Iran War Fuels Bond Rout as Asia Markets Reel | Insight with Haslinda Amin 05/18/2026
By Bloomberg Television
Key Concepts
- Bond Vigilantes: Investors who sell bonds in response to perceived poor fiscal or monetary policy, driving up yields.
- Yield Curve: The relationship between interest rates and the maturity of debt; rising long-term yields are signaling market distress.
- AI Trade: The concentration of investment capital into companies involved in Artificial Intelligence infrastructure (chips, cloud computing), which is currently driving global market performance.
- Energy Security: A critical theme for emerging markets (like China and India) as they attempt to reduce reliance on volatile global oil supplies.
- Structural Underweight: An investment strategy where a market (like India) is avoided due to a lack of exposure to high-growth sectors like AI.
- Current Account Deficit (CAD): A measurement of a country's trade where the value of imports exceeds exports, putting pressure on the local currency.
1. Global Market Volatility and Bond Selloff
Global markets are experiencing a "vicious circle" of rising yields and falling equity prices. Mark Cranfield (Bloomberg) notes that the bond market is the "knob" of financial catastrophes.
- The Problem: Long-term yields (30-year Treasuries, JGBs, and Gilts) are rising, which threatens to turn into a credit and funding crisis.
- Policy Failure: Central banks can control short-term rates, but they are losing control of the long end of the yield curve. The Japanese government’s plan for an extra budget—requiring more debt sales—is exacerbating the selloff.
- Worst-Case Scenario: If long-term yields spiral, it will impact bank lending, mortgage rates, and credit markets, potentially leading to a systemic financial crisis.
2. The AI Trade and Equity Strategy
Brooks Thong (Abedine Investments) highlights that while markets are volatile, the "AI trade" remains the primary driver of earnings revisions.
- Regional Divergence: Taiwan and Korea are outperforming because they are central to the AI supply chain.
- Investment Strategy: Investors are advised to be highly selective.
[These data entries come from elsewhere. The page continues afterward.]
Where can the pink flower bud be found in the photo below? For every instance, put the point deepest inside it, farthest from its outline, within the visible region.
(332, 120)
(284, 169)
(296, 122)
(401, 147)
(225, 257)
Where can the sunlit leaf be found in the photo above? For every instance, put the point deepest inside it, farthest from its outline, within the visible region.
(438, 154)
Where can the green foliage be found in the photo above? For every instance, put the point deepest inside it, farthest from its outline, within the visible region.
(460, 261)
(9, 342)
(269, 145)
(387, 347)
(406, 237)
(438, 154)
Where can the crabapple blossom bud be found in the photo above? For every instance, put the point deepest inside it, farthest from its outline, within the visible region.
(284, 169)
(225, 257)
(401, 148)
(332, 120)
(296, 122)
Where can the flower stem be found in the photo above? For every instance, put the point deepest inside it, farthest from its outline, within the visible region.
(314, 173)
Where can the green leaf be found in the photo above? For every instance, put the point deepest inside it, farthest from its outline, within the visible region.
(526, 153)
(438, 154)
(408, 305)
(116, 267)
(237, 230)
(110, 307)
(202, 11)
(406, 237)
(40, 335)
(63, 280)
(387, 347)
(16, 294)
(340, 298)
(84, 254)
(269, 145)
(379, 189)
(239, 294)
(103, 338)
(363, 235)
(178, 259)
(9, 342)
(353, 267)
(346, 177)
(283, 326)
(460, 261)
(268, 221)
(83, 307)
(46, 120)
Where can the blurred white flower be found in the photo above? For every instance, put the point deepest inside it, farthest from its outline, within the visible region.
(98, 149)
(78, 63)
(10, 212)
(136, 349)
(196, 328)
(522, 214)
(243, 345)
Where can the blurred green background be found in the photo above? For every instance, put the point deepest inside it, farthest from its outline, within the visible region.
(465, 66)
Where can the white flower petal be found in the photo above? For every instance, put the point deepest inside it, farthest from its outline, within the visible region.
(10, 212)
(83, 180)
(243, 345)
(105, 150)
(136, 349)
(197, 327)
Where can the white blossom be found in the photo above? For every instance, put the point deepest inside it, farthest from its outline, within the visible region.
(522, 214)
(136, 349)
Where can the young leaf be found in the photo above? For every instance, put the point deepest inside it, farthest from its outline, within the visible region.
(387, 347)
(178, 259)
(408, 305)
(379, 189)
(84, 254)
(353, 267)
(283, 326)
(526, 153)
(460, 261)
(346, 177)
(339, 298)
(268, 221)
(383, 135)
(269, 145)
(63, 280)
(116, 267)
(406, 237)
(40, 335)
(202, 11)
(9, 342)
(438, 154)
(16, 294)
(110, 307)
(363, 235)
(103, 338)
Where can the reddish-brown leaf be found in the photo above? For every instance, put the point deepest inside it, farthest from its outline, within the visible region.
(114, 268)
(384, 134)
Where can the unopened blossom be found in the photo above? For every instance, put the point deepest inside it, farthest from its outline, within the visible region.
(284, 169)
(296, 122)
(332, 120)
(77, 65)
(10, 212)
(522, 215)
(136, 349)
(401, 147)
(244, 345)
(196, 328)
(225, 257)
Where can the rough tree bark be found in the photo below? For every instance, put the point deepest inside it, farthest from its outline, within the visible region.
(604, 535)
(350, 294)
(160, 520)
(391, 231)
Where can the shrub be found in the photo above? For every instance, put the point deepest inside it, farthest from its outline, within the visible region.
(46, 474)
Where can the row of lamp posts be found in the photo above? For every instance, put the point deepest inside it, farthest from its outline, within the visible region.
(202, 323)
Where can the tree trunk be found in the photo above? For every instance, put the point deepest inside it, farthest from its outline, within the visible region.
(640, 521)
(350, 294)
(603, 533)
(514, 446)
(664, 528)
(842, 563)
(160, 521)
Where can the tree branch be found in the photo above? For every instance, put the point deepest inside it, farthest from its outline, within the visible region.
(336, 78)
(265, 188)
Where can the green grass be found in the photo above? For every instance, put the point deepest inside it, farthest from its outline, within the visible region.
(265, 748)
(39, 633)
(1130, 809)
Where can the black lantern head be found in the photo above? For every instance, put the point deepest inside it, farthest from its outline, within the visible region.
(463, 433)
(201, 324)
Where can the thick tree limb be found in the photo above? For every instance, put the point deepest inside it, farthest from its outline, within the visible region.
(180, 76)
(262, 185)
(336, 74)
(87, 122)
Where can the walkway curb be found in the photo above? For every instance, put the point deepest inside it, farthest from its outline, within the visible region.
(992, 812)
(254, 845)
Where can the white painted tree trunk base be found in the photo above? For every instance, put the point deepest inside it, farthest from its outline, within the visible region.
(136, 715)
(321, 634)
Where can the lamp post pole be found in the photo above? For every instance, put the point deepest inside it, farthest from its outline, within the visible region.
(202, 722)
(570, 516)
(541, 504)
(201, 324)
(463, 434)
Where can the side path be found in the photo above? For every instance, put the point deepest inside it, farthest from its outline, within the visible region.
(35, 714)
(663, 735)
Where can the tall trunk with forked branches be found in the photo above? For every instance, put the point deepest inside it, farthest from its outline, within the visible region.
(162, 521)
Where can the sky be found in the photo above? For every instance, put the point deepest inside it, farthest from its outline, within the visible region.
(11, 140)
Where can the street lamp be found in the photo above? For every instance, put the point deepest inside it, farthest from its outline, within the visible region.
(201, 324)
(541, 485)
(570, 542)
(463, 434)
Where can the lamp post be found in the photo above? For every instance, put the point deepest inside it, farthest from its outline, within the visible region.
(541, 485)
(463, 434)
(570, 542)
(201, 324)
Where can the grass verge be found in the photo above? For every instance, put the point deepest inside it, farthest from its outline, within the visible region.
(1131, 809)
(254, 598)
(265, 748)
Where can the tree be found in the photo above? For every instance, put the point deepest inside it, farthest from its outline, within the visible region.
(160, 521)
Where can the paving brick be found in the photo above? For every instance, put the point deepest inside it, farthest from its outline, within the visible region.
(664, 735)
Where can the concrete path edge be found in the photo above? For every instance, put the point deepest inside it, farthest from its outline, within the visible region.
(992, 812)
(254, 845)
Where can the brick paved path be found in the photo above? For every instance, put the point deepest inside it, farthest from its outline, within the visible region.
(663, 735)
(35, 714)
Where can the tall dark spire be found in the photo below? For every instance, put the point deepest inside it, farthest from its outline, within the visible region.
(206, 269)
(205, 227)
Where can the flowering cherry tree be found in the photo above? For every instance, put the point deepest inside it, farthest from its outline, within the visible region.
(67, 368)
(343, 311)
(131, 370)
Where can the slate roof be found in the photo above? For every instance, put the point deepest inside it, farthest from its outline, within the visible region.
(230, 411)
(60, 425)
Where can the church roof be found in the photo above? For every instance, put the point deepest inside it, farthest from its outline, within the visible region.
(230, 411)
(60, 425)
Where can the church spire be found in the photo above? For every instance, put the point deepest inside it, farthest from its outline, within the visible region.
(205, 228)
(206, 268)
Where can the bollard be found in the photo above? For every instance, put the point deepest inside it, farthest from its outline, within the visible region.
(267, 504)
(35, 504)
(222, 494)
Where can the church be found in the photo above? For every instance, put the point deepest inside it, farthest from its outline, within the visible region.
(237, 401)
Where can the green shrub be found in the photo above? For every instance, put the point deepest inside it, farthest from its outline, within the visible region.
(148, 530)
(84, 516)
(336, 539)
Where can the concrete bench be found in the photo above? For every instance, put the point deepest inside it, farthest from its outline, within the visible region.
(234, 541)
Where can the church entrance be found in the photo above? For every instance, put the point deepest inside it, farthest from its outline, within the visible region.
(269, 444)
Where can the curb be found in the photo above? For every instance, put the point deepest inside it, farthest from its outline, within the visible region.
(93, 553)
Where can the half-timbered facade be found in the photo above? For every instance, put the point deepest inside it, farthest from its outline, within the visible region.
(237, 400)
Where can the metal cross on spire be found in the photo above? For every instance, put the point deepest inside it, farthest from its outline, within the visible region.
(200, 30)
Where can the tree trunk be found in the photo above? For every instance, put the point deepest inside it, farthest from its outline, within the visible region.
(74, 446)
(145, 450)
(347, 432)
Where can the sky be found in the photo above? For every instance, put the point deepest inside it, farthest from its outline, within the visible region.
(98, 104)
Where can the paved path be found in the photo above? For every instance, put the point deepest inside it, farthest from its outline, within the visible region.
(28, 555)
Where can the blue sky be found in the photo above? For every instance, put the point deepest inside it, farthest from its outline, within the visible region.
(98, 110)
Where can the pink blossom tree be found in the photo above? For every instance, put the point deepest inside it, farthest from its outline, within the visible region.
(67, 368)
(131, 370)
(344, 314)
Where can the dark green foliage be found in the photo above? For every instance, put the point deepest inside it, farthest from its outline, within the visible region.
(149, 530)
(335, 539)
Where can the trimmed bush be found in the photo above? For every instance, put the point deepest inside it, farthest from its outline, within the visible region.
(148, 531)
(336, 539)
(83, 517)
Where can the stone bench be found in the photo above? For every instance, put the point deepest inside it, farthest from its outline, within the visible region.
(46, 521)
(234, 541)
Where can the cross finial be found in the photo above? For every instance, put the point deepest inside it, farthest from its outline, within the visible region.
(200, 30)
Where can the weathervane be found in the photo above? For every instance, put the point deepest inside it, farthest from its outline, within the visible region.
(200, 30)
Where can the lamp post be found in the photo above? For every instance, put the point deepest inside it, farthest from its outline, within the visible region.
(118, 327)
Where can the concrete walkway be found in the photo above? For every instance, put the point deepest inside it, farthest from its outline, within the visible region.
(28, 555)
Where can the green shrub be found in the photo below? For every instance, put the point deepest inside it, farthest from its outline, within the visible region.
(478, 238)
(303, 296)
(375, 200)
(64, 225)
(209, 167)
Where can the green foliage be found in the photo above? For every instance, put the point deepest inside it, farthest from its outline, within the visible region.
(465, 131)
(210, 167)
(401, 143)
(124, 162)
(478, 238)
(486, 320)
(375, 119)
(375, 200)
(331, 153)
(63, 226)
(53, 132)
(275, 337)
With high inflation and high interest rates, the "easy money" era is over. Portfolios should focus on companies with strong fundamentals and upward earnings revisions rather than broad-based market exposure.
3. China’s Economic Slowdown and Trade Relations
China’s April economic data missed forecasts significantly, with retail sales growing only 0.2%—the worst performance since December 2022.
- Domestic Consumption: Despite government efforts, consumer spending remains sluggish. Households are keeping money "tight to their chest" due to corporate uncertainty.
- US-China Relations: While the White House claims China has pledged billions in agricultural purchases, historical precedents (e.g., the previous trade war) suggest skepticism regarding follow-through.
- Contrarian View: Abedine Investments remains "overweight" on China, viewing current valuations as attractive. They focus on "energy security" and "tech localization" (AI self-sufficiency) as long-term growth themes.
4. India’s Economic Challenges
India is struggling to maintain its position as a top-five global market, largely due to its lack of exposure to the AI sector.
- Macro Headwinds: High oil prices are worsening inflation and pressuring the Indian Rupee, which has hit record lows.
- Government Measures: To preserve forex reserves, the government has increased duties on gold, restricted silver imports, and raised fuel prices.
- Corporate Perspective: JSW Steel CEO Jayan Acharya remains optimistic, noting that India’s steel demand is growing at 7–9% annually. JSW plans a $2.5 billion annual capex to expand capacity to 78 million tons by 2032, relying on internal accruals rather than new debt.
5. Samsung and Labor Negotiations
Samsung is in "make or break" wage negotiations to avert a strike.
- Economic Impact: A strike at the world’s largest memory chip maker could cost the South Korean economy 1 trillion won per day.
- Resolution: The government is mediating, and a recent court injunction has mandated a minimum number of staff to remain on production lines, limiting the potential damage of a walkout.
Synthesis and Conclusion
The global economy is currently defined by a "seismic shift" in the bond market, where rising yields are forcing a re-evaluation of risk assets. The primary takeaway is that the market is bifurcating: regions and companies tied to the AI infrastructure boom (Taiwan, Korea, tech giants) are showing resilience, while those dependent on traditional consumption or vulnerable to energy shocks (India, Indonesia) are facing significant headwinds. Investors are urged to move away from broad index exposure and toward disciplined, fundamental-based stock selection, while monitoring the "bond vigilantes" who are currently dictating the pace of global market volatility.